6 Slices of bacon, cut crosswise into ½-inch strips
3 tbsp Unsalted butter
1 Onion, diced
1/2 cup All-purpose flour
1 qt Whole milk, plus more as needed
1 lb Shells or other short pasta
2 cups Fresh grated cheddar cheese
2 cups Fresh grated fontina cheese
1 cup Fresh grated Parmigiano-Reggiano
1/4 cup Dijon mustard
Tabasco, or other hot sauce, to taste
Kosher salt, to taste
Drizzle a bit of olive oil in a large saucepan, add the bacon, and bring the pan to medium heat. Stir the bacon occasionally. When it’s brown and crispy, after about 6 to 8 minutes, remove it from the pan to drain on paper towels. Do not discard the bacon fat and all its deliciousness!
Add the butter and onion to the pan with the fat, season with salt, and cook until the onion is soft and aromatic, about 8 to 10 minutes. Add the flour and cook, stirring frequently, for 4 to 5 minutes or until the mixture looks like wet sand. Slowly whisk in the milk, season with salt, and bring to a boil. Reduce to a simmer. Cook over low heat for 8 to 10 minutes more or until the mixture is slightly thicker than heavy cream.
Meanwhile, bring a large pot of well-salted water to a boil. Add the pasta to the boiling water and cook for 1 minute less than the instructions on the package suggest. Taste it: It should be toothsome with just a little nugget of hard pasta still in the center — this is al dente. Drain the pasta and reserve.

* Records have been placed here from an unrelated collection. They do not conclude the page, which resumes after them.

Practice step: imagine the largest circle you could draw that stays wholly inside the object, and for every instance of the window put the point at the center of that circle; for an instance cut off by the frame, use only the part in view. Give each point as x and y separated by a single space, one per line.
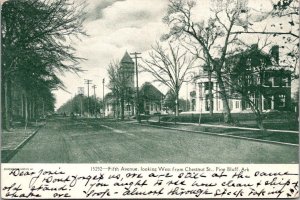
276 81
237 104
285 82
206 85
193 104
207 103
281 102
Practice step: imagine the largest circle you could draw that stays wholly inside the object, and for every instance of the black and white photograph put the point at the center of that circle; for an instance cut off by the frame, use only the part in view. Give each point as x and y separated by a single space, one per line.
150 82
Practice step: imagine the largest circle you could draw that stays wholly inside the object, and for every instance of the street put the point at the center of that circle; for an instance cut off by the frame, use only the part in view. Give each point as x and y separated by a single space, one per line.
63 140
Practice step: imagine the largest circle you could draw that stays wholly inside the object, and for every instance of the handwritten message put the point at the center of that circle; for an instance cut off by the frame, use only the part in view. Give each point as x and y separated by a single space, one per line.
148 181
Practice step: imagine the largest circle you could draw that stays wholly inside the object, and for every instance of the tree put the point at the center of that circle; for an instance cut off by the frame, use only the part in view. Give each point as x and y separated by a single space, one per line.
119 85
170 99
209 36
170 67
284 29
36 31
246 78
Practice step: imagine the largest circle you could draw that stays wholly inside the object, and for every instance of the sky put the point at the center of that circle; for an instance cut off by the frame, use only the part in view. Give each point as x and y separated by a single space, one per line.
114 27
117 26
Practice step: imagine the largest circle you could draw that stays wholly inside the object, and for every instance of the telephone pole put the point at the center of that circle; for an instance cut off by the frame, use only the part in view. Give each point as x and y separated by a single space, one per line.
103 81
88 82
135 54
95 109
81 92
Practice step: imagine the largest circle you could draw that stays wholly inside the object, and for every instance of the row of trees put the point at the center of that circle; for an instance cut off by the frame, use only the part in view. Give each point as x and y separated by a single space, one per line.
215 40
82 105
35 38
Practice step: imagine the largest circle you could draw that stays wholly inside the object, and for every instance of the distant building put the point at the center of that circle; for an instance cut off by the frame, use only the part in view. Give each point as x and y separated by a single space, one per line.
151 99
112 105
268 86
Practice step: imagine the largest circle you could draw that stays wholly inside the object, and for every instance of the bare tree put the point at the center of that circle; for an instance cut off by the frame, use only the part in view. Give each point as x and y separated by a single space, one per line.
36 31
213 36
169 67
118 84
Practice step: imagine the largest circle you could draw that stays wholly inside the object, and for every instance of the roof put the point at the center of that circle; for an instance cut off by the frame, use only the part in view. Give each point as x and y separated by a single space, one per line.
126 58
150 92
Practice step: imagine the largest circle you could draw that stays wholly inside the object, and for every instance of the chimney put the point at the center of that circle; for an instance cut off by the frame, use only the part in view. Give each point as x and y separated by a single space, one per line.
274 52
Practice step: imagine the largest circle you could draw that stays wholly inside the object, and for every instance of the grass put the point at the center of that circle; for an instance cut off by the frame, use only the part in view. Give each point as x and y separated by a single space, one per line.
292 138
276 120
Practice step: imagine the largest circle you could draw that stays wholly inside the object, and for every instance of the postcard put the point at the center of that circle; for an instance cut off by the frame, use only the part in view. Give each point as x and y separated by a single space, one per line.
156 99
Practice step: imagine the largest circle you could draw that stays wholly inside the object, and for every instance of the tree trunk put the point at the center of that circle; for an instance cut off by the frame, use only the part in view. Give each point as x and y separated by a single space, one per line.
226 109
122 108
22 106
7 105
26 110
211 102
176 105
259 121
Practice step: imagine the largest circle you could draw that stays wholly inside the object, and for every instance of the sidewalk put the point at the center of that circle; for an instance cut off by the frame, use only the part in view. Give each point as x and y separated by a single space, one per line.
13 140
226 126
269 136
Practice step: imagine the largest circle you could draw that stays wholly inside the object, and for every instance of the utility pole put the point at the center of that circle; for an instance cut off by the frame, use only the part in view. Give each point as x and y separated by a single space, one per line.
81 92
135 54
103 102
95 109
88 82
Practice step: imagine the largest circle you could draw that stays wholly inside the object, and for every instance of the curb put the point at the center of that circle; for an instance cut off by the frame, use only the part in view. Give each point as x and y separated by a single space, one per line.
222 135
234 127
20 145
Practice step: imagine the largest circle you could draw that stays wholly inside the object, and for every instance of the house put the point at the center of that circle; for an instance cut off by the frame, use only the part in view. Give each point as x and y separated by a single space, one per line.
255 78
150 99
112 104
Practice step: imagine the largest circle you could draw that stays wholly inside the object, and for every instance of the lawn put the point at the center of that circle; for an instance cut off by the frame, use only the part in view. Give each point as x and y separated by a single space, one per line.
285 137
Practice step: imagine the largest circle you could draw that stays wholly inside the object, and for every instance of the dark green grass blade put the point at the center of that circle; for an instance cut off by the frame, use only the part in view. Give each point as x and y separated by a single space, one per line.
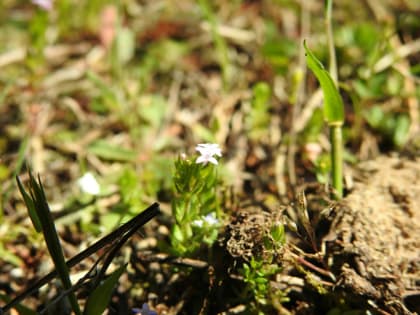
333 103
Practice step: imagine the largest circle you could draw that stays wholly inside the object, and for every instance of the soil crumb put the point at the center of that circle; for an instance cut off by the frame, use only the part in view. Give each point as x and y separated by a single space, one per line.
374 242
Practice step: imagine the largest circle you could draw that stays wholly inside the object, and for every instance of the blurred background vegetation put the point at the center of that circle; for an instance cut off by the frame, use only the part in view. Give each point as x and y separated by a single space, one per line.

Add the cheddar, fontina, and Parmigiano to the milk mixture and whisk to combine. Add the mustard and a few shakes of Tabasco if desired. Taste and adjust the seasoning if needed, adding a little more milk if the mixture seems too thick. Stir in the cooked bacon and pasta. The mixture should be very creamy and flavorful. Serve immediately or transfer to a baking dish or ramekins and reheat in a 375 degree F oven.